Re: ICU integration

From: Peter Eisentraut <peter(dot)eisentraut(at)2ndquadrant(dot)com>
To: Thomas Munro <thomas(dot)munro(at)enterprisedb(dot)com>, Peter Geoghegan <pg(at)heroku(dot)com>
Cc: pgsql-hackers <pgsql-hackers(at)postgresql(dot)org>
Subject: Re: ICU integration
Date: 2017-02-16 05:17:53
Message-ID: c288b52e-2b83-8c0c-0f99-b34531763a5a@2ndquadrant.com
Views: Raw Message | Whole Thread | Download mbox | Resend email
Thread:
Lists: pgsql-hackers

On 1/31/17 16:59, Thomas Munro wrote:
> I assume (but haven't checked) that ucol_nextSortKeyPart accesses only
> the start of the string via the UCharIterator passed in, unless you
> have the rare reverse-accent-sort feature enabled (maybe used only in
> fr_CA, it looks like it is required to scan the whole string looking
> for the last accent). So I assume that uiter_setUTF8 and
> ucol_nextSortKeyPart would usually do a small fixed amount of work,
> whereas this patch's icu_to_uchar allocates space and converts the
> whole variable length string every time.

I have changed it to use ucol_nextSortKeyPart() when appropriate.

> That's about abbreviation, but I note that you can also compare
> strings using iterators with ucol_strcollIter, avoiding the need to
> allocate and transcode up front. I have no idea whether that'd pay
> off.

These iterators don't actually transcode on the fly. You can only set
up iterators for UTF-8 or UTF-16 strings. And for UTF-8, we already
have a special code path using ucol_strcollUTF8(), which uses an
interator internally.

> Clearly when you upgrade your system from (say) Debian 8 to Debian 9
> and the ICU major version changes we expect to have to REINDEX, but
> does anyone know if such data changes are ever pulled into the minor
> version package upgrades you get from regular apt-get update of (say)
> a Debian 8 or CentOS 7 or FreeBSD 11 system?
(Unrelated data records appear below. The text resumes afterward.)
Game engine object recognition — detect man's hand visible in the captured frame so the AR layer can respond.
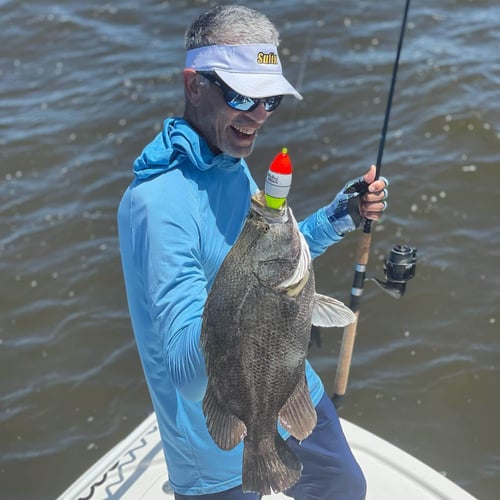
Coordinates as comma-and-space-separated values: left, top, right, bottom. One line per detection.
326, 165, 389, 236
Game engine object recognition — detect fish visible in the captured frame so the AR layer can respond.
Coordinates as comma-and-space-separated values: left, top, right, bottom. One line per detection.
200, 191, 355, 495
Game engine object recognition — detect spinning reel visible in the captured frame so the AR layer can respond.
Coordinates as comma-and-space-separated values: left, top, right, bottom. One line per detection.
366, 245, 417, 299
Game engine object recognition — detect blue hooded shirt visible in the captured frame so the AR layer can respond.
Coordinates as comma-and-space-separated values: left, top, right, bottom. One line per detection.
118, 118, 341, 495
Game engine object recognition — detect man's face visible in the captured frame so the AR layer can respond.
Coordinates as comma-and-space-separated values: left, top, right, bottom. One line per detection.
187, 72, 271, 158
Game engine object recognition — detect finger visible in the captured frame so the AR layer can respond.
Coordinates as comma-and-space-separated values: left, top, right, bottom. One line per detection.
360, 201, 387, 219
363, 165, 377, 184
362, 189, 387, 203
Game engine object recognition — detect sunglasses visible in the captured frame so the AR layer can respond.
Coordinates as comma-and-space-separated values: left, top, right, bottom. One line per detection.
198, 71, 283, 111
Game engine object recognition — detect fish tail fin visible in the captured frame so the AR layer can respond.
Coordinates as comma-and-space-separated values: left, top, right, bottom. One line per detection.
312, 293, 356, 327
243, 433, 302, 495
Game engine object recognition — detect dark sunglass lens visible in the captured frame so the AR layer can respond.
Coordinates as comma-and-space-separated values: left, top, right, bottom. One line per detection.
224, 89, 258, 111
264, 95, 283, 111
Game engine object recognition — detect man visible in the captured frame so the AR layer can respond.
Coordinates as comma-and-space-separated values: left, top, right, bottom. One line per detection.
118, 6, 386, 500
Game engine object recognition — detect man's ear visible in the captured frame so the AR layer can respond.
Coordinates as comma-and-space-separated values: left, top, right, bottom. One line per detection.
183, 68, 201, 107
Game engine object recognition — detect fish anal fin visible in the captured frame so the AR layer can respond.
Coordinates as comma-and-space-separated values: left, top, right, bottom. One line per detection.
312, 293, 356, 327
278, 376, 317, 441
203, 386, 247, 450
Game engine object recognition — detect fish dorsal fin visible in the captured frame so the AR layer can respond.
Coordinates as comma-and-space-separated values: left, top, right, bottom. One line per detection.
278, 231, 311, 297
312, 293, 356, 327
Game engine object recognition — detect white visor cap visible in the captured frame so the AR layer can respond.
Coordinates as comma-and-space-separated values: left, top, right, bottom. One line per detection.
186, 44, 302, 100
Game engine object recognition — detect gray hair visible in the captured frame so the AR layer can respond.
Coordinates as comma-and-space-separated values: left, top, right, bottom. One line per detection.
184, 5, 279, 50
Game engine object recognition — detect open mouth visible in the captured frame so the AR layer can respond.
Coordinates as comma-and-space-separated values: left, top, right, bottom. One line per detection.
231, 126, 256, 139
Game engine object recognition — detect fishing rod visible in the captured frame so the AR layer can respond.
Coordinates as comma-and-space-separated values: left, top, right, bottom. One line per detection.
332, 0, 416, 408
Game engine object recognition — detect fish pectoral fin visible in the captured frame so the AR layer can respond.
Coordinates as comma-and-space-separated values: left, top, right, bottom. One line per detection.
278, 375, 317, 441
312, 293, 356, 327
203, 386, 247, 450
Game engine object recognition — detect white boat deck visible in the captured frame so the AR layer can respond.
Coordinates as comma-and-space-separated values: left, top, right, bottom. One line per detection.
59, 414, 474, 500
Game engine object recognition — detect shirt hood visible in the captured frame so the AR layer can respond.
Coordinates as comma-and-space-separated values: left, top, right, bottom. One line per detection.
133, 118, 243, 180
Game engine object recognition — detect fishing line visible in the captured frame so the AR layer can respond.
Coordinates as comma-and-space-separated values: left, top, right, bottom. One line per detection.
332, 0, 416, 408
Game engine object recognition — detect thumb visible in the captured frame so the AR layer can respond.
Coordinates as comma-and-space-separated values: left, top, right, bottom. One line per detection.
363, 165, 377, 185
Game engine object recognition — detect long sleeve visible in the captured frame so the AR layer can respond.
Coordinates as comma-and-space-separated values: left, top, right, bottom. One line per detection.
299, 207, 343, 258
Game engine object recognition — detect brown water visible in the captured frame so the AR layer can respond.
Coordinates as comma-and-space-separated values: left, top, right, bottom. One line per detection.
0, 0, 500, 500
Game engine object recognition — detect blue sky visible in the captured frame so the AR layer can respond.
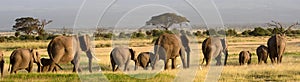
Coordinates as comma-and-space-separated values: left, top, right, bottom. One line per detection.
0, 0, 300, 29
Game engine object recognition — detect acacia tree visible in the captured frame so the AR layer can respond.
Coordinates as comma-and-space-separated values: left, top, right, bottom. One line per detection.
267, 20, 300, 35
13, 17, 52, 35
146, 13, 190, 30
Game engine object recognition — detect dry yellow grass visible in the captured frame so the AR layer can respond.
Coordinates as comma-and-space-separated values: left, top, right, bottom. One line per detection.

In other words, do we
> expect collversion changes to happen basically any time in response to
> regular system updates, or only when you're doing a major upgrade of
> some kind, as the above-quoted documentation patch implies?

Stable operating systems shouldn't do major library upgrades, so I feel
pretty confident about this.

>
> + collversion = ntohl(*((uint32 *) versioninfo));
>
> UVersionInfo is an array of four uint8_t. That doesn't sound like
> something that needs to be bit-swizzled... is it really? Even if it
> is arranged differently on different architectures, I'm not sure why
> you care since we only ever use it to compare for equality on the same
> system. But aside from that, I don't love this cast to uint32. I
> wonder if we should use u_versionToString to respect boundaries a bit
> better?

Makes sense, changed the column type to text.

> I have another motivation for wanting to model collation versions as
> strings: I have been contemplating a version check for system-provided
> collations too, piggy-backing on your work here. Obviously PostgreSQL
> can't directly know anything about system collation versions, but I'm
> thinking of a GUC system_collation_version_command which you could
> optionally set to a script that knows how to inspect the local
> operating system. For example, a package maintainer might be
> interested in writing such a script that knows how to ask the package
> system for a locale data version. A brute force approach that works
> on many systems could be 'tar c /usr/share/local/*/LC_COLLATE | md5'.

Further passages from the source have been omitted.